Sonra bu koca evrende insanın gerçek konumu ortaya
konuyor. İnsanların gözleriyle gördükleri, sade bir
görmekle dahi muhteşem büyüklüklerini kavradıkları,
gerçekliğini öğrendikten sonra onları daha güzel
biçimde ele aldıkları Allah'ın bazı
yaratıkları ile
karşılaştırıldığında
insanın ne kadar cılız ve küçük kaldığı
belirtiliyor:
Gökler ve yeryüzü insanın gözleri önüne serilmiştir.
İnsan onları görür, kendisini onlarla karşılaştırabilir.
Ancak insan oranların ve boyutların gerçeğini,
hacimlerin ve kuvvetlerin gerçeğini "öğrendiğinde"

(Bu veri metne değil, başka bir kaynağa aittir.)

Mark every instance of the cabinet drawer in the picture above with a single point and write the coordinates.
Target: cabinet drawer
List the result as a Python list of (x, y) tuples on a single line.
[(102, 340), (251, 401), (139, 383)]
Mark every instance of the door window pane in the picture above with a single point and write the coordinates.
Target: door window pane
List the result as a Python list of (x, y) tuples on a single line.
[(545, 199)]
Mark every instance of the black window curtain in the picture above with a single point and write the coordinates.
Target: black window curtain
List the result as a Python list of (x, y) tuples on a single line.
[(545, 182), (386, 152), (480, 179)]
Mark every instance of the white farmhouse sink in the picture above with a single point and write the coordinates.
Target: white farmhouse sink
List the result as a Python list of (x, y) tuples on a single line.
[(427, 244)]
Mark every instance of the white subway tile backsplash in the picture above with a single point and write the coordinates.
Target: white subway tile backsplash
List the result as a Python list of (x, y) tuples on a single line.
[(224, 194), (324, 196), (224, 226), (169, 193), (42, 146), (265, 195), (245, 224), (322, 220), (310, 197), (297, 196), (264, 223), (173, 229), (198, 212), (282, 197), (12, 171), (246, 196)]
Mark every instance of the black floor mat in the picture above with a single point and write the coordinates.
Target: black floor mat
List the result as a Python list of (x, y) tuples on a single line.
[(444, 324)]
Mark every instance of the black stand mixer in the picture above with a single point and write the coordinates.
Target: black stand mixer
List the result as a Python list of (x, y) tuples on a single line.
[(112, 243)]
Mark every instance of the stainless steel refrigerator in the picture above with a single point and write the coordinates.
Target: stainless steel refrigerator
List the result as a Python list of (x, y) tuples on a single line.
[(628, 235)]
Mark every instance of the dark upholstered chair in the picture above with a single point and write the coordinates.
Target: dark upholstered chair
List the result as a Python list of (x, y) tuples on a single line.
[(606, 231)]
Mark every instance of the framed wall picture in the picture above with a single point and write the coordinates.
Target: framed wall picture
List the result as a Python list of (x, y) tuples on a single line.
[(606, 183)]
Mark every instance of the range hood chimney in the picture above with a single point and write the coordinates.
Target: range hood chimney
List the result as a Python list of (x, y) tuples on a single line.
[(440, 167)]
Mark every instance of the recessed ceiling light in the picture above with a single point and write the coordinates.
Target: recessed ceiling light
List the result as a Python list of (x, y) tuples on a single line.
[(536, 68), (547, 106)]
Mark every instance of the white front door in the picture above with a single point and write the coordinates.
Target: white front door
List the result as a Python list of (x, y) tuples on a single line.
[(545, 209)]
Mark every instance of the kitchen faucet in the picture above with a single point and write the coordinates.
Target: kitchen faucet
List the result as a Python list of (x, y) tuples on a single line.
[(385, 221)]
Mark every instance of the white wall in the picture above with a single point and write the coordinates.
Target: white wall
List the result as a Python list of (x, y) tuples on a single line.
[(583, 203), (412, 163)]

büyüklük taslamaktan vazgeçer, küçülür, güçsüzlüğünü,
cılızlığını
kavradığından eriyip bitecek hale gelir. Yüce
Allah'ın kendisinin bünyesine yerleştirdiği ve bu
nedenle onu onurlandırdığı o yüce özü düşündüğünde
evet işte ancak bunu düşündüğünde bu korkunç
ve koca evrenin büyüklüğü önünde yine de ayakta
kalabilir.
Gökleri ve yeri yıldırım hızı ile gözden
geçirmek dahi insanın bu gerçeğe ulaşması için
yeterlidir.
Üzerinde yaşadığımız bu dünya, güneşin
büyük uydularından biridir. Dünyanın kütlesi güneşin
kütlesinin milyonda üçü kadardır. Hacmi ise güneşin
hacminin milyonda birinden azdır.
Güneş ise bize yakın olan ve içinde yer aldığımız
saman yolunda yer alan yüz milyon güneşten sadece birisidir.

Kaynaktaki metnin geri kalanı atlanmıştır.